Digital Currency News

Central Bank Digital Currencies (CBDCs) are moving to centre stage as increasing numbers of central banks study and work on them, even launch them. The term CBDC can mean different things to different people – wholesale, retail, general, synthetic etc. And how do they fit in with cash, faster payments, Real Time Gross Settlement, private money or crypto currencies? Part of the story is about policy, the ‘business case’, part legal and governance and part technical. With the rationale behind them unique to each country, the Bahamas has not launched its Sand Dollar for the same reason as China’s e-yuan project, and with developments moving so fast, this is not an easy area to understand or to keep up with.
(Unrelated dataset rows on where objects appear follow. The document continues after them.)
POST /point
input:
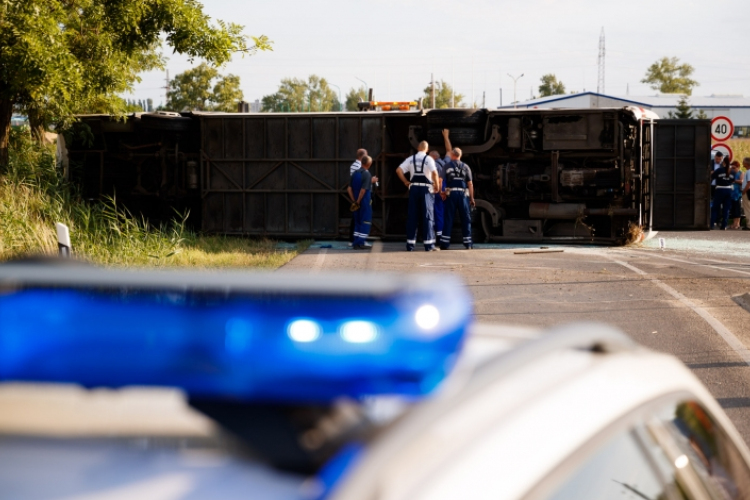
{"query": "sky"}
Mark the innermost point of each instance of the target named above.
(395, 45)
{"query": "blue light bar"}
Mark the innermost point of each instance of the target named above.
(243, 336)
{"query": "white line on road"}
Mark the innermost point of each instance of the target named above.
(728, 269)
(723, 331)
(319, 261)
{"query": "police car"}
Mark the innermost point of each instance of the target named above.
(317, 389)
This Week in DCN Weekly News

The Bank for International Settlements (BIS) has issued its latest data on who is doing what on CBDCs of all types and the overall sentiment about CBDCs as reflected in published articles about them. In short, most central banks are now working on CBDCs, and sentiment has become increasingly positive about them since 2018, reaching a net positive score of 75% in 2021. The analysis looks at the architecture, infrastructure, access and interlinkages being explored. Inevitably most banks are undecided at this point but hybrid architecture, a mix of distributed ledger and conventional technology infrastructure and account based access are all just ahead. The differences are so small though, that it would be wrong to see this as a definitive indication of future CBDC designs.


Our news links also look at Project Jura, the French and Swiss wholesale CBDC cross border trial, which has now concluded and is reported as a success, and the continuing work by the Peoples’ Bank of China to ensure its e-Yuan is as accessible as possible to the population.


Finally we include a link to an article that summarises a paper by Peterson Ozili of Munich University looking at whether CBDCs can increase financial inclusion. The paper does not reach a conclusion but takes the approach of laying the case for and against. It is at pains to present the arguments against not as criticisms but an opportunity to understand them and consider mitigating actions. Given that financial inclusion is put forward so frequently as a reason to introduce retail CBDCs, this is an useful paper.